Gradient computation in custom backward

Hi @albanD,

When I tried to include autograd.grad in backward as above, autograd.grad wasn’t returning anything though is was getting executed. I don’t know why, can you please have a look!

Then I tried it with different approach :

class Custom_Convolution(torch.autograd.Function):    
    
    @staticmethod
    def forward(ctx, input, weight, bias, stride, padding):  #input(from previous layer)'s shape = ([batch_size=100, 96, 8, 8])
        with torch.enable_grad():
               output = torch.nn.functional.conv2d(input, weight, bias, stride, padding)
               h = output.shape[2]
               w = output.shape[3]  
               # output from forward with size = ([batch_size, 128,4,4])

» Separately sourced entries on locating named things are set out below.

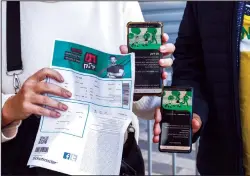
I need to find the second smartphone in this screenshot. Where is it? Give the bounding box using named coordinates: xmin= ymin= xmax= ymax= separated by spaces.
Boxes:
xmin=159 ymin=87 xmax=193 ymax=153
xmin=127 ymin=22 xmax=163 ymax=97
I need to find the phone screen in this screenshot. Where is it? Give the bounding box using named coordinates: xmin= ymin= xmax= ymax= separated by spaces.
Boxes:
xmin=160 ymin=88 xmax=193 ymax=151
xmin=128 ymin=22 xmax=162 ymax=93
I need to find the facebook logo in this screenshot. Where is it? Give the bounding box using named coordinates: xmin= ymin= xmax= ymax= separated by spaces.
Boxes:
xmin=63 ymin=152 xmax=77 ymax=161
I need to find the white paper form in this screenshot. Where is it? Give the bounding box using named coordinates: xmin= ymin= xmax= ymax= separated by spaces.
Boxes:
xmin=28 ymin=41 xmax=134 ymax=175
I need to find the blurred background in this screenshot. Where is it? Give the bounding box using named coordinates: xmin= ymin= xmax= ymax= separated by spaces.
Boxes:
xmin=139 ymin=0 xmax=198 ymax=175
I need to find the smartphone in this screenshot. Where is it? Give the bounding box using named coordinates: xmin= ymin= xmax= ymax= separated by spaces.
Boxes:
xmin=159 ymin=86 xmax=193 ymax=153
xmin=127 ymin=22 xmax=163 ymax=97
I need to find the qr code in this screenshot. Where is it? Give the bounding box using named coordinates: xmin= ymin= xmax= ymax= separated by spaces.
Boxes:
xmin=38 ymin=136 xmax=49 ymax=144
xmin=35 ymin=147 xmax=49 ymax=153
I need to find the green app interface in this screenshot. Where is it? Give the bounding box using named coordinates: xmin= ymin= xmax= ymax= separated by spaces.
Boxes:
xmin=128 ymin=26 xmax=162 ymax=89
xmin=161 ymin=90 xmax=193 ymax=149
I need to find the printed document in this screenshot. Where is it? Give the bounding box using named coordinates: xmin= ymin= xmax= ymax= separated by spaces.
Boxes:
xmin=28 ymin=41 xmax=134 ymax=175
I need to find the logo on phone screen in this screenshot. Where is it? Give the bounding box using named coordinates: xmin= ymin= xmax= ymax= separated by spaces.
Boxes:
xmin=83 ymin=53 xmax=97 ymax=71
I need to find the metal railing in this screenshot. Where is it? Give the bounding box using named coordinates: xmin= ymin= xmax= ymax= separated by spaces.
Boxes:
xmin=147 ymin=120 xmax=199 ymax=175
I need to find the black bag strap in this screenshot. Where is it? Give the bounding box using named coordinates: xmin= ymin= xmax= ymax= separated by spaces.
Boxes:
xmin=6 ymin=1 xmax=23 ymax=92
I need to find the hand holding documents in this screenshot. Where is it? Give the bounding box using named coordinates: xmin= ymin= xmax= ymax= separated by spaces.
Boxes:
xmin=28 ymin=41 xmax=134 ymax=175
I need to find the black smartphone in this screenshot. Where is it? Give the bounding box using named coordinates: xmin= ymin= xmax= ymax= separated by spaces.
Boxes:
xmin=127 ymin=22 xmax=163 ymax=97
xmin=159 ymin=86 xmax=193 ymax=153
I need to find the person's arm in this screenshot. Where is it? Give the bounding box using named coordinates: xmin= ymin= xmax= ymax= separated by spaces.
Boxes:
xmin=172 ymin=1 xmax=208 ymax=142
xmin=1 ymin=93 xmax=21 ymax=143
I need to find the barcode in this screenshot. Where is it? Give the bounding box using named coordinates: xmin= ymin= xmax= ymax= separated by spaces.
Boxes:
xmin=122 ymin=83 xmax=130 ymax=106
xmin=35 ymin=147 xmax=49 ymax=153
xmin=38 ymin=136 xmax=49 ymax=144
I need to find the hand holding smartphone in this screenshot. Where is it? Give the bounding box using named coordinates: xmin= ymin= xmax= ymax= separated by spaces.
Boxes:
xmin=127 ymin=22 xmax=163 ymax=98
xmin=159 ymin=87 xmax=193 ymax=153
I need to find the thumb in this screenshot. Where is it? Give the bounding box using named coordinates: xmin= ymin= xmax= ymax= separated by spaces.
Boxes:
xmin=120 ymin=45 xmax=128 ymax=54
xmin=192 ymin=113 xmax=202 ymax=134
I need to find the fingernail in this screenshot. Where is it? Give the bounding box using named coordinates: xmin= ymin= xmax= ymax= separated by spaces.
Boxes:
xmin=66 ymin=91 xmax=72 ymax=97
xmin=160 ymin=45 xmax=166 ymax=51
xmin=62 ymin=104 xmax=68 ymax=111
xmin=160 ymin=59 xmax=165 ymax=64
xmin=60 ymin=76 xmax=64 ymax=82
xmin=56 ymin=112 xmax=61 ymax=117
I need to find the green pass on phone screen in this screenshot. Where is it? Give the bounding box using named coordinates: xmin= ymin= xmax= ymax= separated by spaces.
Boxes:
xmin=159 ymin=89 xmax=193 ymax=152
xmin=128 ymin=22 xmax=163 ymax=94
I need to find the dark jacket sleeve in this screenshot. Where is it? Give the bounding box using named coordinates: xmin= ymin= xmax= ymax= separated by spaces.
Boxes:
xmin=172 ymin=1 xmax=208 ymax=142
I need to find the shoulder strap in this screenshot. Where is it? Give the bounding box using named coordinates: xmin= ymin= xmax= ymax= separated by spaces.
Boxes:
xmin=6 ymin=1 xmax=23 ymax=74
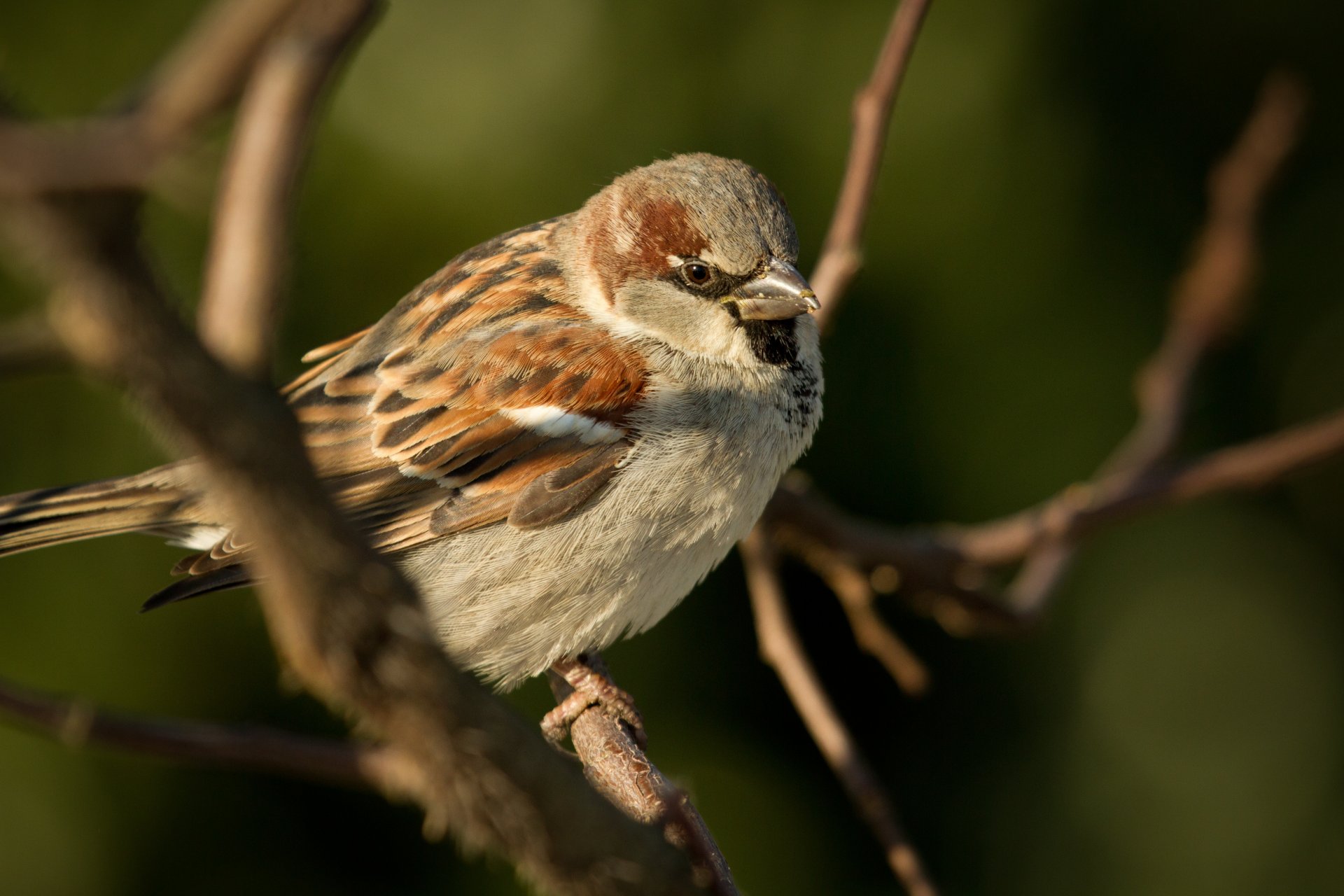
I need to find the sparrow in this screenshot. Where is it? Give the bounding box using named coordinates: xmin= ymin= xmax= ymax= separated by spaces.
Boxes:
xmin=0 ymin=155 xmax=822 ymax=709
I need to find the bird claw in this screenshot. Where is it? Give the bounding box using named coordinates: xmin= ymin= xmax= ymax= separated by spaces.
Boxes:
xmin=542 ymin=654 xmax=648 ymax=750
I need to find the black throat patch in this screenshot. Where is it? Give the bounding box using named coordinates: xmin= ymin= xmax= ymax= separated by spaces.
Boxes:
xmin=742 ymin=317 xmax=798 ymax=367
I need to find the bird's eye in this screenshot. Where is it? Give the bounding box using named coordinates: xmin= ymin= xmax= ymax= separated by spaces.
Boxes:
xmin=681 ymin=262 xmax=714 ymax=286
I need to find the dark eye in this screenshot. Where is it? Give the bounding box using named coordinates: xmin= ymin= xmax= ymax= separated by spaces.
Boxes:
xmin=681 ymin=262 xmax=714 ymax=286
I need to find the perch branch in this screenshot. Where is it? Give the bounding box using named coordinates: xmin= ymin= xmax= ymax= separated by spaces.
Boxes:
xmin=739 ymin=526 xmax=937 ymax=896
xmin=1005 ymin=74 xmax=1306 ymax=618
xmin=0 ymin=0 xmax=696 ymax=895
xmin=550 ymin=653 xmax=738 ymax=896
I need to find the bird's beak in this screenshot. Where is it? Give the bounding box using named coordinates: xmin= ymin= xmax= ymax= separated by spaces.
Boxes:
xmin=723 ymin=258 xmax=821 ymax=321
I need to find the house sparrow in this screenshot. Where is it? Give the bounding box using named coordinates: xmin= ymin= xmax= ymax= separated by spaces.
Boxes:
xmin=0 ymin=155 xmax=821 ymax=704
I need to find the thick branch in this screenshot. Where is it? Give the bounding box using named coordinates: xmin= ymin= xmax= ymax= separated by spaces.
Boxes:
xmin=812 ymin=0 xmax=930 ymax=328
xmin=550 ymin=653 xmax=738 ymax=896
xmin=0 ymin=314 xmax=70 ymax=376
xmin=197 ymin=0 xmax=374 ymax=379
xmin=4 ymin=183 xmax=695 ymax=893
xmin=739 ymin=528 xmax=935 ymax=896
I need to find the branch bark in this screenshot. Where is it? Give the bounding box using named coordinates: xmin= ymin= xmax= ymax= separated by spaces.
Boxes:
xmin=739 ymin=526 xmax=937 ymax=896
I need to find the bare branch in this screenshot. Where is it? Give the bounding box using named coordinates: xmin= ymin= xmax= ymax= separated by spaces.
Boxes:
xmin=197 ymin=0 xmax=374 ymax=379
xmin=0 ymin=0 xmax=301 ymax=195
xmin=739 ymin=526 xmax=937 ymax=896
xmin=812 ymin=0 xmax=930 ymax=329
xmin=764 ymin=75 xmax=1322 ymax=634
xmin=1007 ymin=74 xmax=1306 ymax=615
xmin=4 ymin=185 xmax=695 ymax=893
xmin=550 ymin=653 xmax=738 ymax=896
xmin=0 ymin=680 xmax=416 ymax=791
xmin=0 ymin=314 xmax=70 ymax=376
xmin=762 ymin=410 xmax=1344 ymax=634
xmin=818 ymin=561 xmax=929 ymax=697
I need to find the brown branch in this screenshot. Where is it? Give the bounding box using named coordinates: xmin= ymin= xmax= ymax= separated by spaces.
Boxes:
xmin=197 ymin=0 xmax=374 ymax=379
xmin=550 ymin=653 xmax=738 ymax=896
xmin=764 ymin=75 xmax=1322 ymax=634
xmin=6 ymin=185 xmax=695 ymax=893
xmin=762 ymin=410 xmax=1344 ymax=634
xmin=1005 ymin=74 xmax=1306 ymax=617
xmin=812 ymin=0 xmax=930 ymax=329
xmin=739 ymin=526 xmax=937 ymax=896
xmin=0 ymin=0 xmax=301 ymax=195
xmin=0 ymin=680 xmax=406 ymax=791
xmin=813 ymin=555 xmax=929 ymax=697
xmin=0 ymin=0 xmax=696 ymax=895
xmin=0 ymin=314 xmax=70 ymax=376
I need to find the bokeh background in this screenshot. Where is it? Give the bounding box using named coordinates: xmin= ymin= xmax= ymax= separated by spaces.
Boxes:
xmin=0 ymin=0 xmax=1344 ymax=896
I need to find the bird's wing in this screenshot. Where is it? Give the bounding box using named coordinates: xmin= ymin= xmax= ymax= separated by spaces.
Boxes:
xmin=176 ymin=222 xmax=645 ymax=575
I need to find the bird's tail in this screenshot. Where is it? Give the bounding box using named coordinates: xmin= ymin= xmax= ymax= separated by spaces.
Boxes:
xmin=0 ymin=465 xmax=199 ymax=556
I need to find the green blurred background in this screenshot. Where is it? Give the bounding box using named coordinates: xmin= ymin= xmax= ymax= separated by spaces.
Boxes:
xmin=0 ymin=0 xmax=1344 ymax=896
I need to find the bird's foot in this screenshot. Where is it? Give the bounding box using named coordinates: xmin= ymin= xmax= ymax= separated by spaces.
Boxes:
xmin=542 ymin=653 xmax=648 ymax=750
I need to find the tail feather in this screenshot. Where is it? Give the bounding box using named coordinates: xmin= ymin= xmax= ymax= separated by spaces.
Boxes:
xmin=0 ymin=468 xmax=199 ymax=556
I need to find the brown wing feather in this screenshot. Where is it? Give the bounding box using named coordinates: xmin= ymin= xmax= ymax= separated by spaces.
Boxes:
xmin=169 ymin=222 xmax=645 ymax=585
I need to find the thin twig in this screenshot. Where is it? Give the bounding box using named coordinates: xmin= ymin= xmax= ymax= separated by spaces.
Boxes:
xmin=739 ymin=526 xmax=937 ymax=896
xmin=1005 ymin=73 xmax=1306 ymax=617
xmin=820 ymin=561 xmax=929 ymax=697
xmin=197 ymin=0 xmax=374 ymax=379
xmin=0 ymin=0 xmax=301 ymax=196
xmin=812 ymin=0 xmax=930 ymax=329
xmin=548 ymin=653 xmax=738 ymax=896
xmin=0 ymin=0 xmax=697 ymax=896
xmin=0 ymin=314 xmax=70 ymax=376
xmin=0 ymin=680 xmax=419 ymax=790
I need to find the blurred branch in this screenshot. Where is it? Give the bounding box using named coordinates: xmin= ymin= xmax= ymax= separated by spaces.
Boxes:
xmin=197 ymin=0 xmax=374 ymax=379
xmin=739 ymin=526 xmax=937 ymax=896
xmin=739 ymin=0 xmax=934 ymax=881
xmin=1005 ymin=73 xmax=1306 ymax=617
xmin=0 ymin=0 xmax=301 ymax=195
xmin=762 ymin=410 xmax=1344 ymax=634
xmin=764 ymin=74 xmax=1344 ymax=634
xmin=0 ymin=0 xmax=697 ymax=895
xmin=550 ymin=653 xmax=738 ymax=896
xmin=812 ymin=0 xmax=930 ymax=329
xmin=0 ymin=314 xmax=70 ymax=376
xmin=0 ymin=680 xmax=406 ymax=791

               output= output.view(output.shape[0], output.shape[1], -1) # output size = ([batch_size, 128,16])
       
               cont = torch.tensor([0.]).to(dev).requires_grad_(True)
               for i in range(0, output.shape[0]):
                   for f in range(len(output[i])):
                       Zi_unnormalized = output[i][f]
                       Zi = torch.nn.functional.normalize(Zi_unnormalized, dim = 0)
                       # Zj and Zk are tensors made from output[i][*] and output[other than i][*]. Zj and Zk varies for each Zi (or f)

                       Zi_Zk = torch.Tensor([0]).to(dev).requires_grad_(True)
                       for k in Zk:
                           k= torch.nn.functional.normalize(k, dim = 0)
                           zi_zk = ...
                           Zi_Zk = Zi_Zk.add(zi_zk)

                       # Similarly computing Zi_Zj
                       # Li = some algebra of Zi_Zj and Zi_Zk
                       # number of 'Li' values =  output.shape[0] * output.shape[1]
                       cont = cont.add(Li)   # 1 value
        print("\n Loss: ", cont_loss, cont_loss.requires_grad)
           
        # weight1 = weight.clone().requires_grad_(True)
        # bias1 = bias.clone().requires_grad_(True)

        # weight.shape = ([128, 96, 5, 5])
        cont_loss_weight  = torch.autograd.grad(outputs= cont_loss,inputs= weight, retain_graph=True)
    
        #bias.shape = ([128])
        cont_loss_bias = torch.autograd.grad(outputs= cont_loss, inputs= bias, retain_graph=True)
        
        output = output.view(output.shape[0], output.shape[1], h,w)
        ctx.save_for_backward(input, weight, bias, output, cont_loss, cont_loss_weight,cont_loss_bias)            

        return output    #output's shape = ([[batch_size= 100,128, 4, 4])

    @staticmethod
    def backward(ctx, grad_output):    # grad_output size = ([batch_size, 128,4,4])
        
        input, weight, bias, output,  cont_loss,cont_loss_weight,cont_loss_bias = ctx.saved_tensors    #input size = ([batch_size, 96,8,8])  
        grad_input = grad_weight = grad_bias = None

        if ctx.needs_input_grad[0]:
            grad_input = torch.nn.grad.conv2d_input(input.shape, weight, grad_output) #shape = ([batch_size,96,8,8])
              
        if ctx.needs_input_grad[1]:
            grad_weight = torch.nn.grad.conv2d_weight(input, weight.shape, grad_output)  #shape = ([128,96,5,5])
            grad_weight += cont_loss_weight 
                        
        if bias is not None and ctx.needs_input_grad[2]:
            grad_bias = grad_output.sum((0,2,3))        #shape = ([128])         
            grad_bias += cont_loss_bias

        if bias is not None:
            return grad_input, grad_weight, grad_bias, None, None
        else:
            return grad_input, grad_weight, None, None

Then I observed that cont_loss_weight is a tuple object containing two tensors each of shape ([96, 5, 5]). It should have returned a tensor of shape ([128, 96, 5, 5]) instead of tuple. And similarly for cont_loss_bias, a tensor of shape ([128]).
I don’t know why!

Moreover, when I do `cont_loss_weight = torch.autograd.grad(outputs= cont_loss,inputs= weight, retain_graph=True), I am guessing grad_weight in backward will get affected. I have to keep retain_graph= True as well.

So to avoid that, when I used a copy of parameters i.e. cont_loss_weight = torch.autograd.grad(outputs= cont_loss,inputs= weight1, retain_graph=True) I got this error

RuntimeError: One of the differentiated Tensors appears to not have been used in the graph. Set allow_unused=True if this is the desired behavior.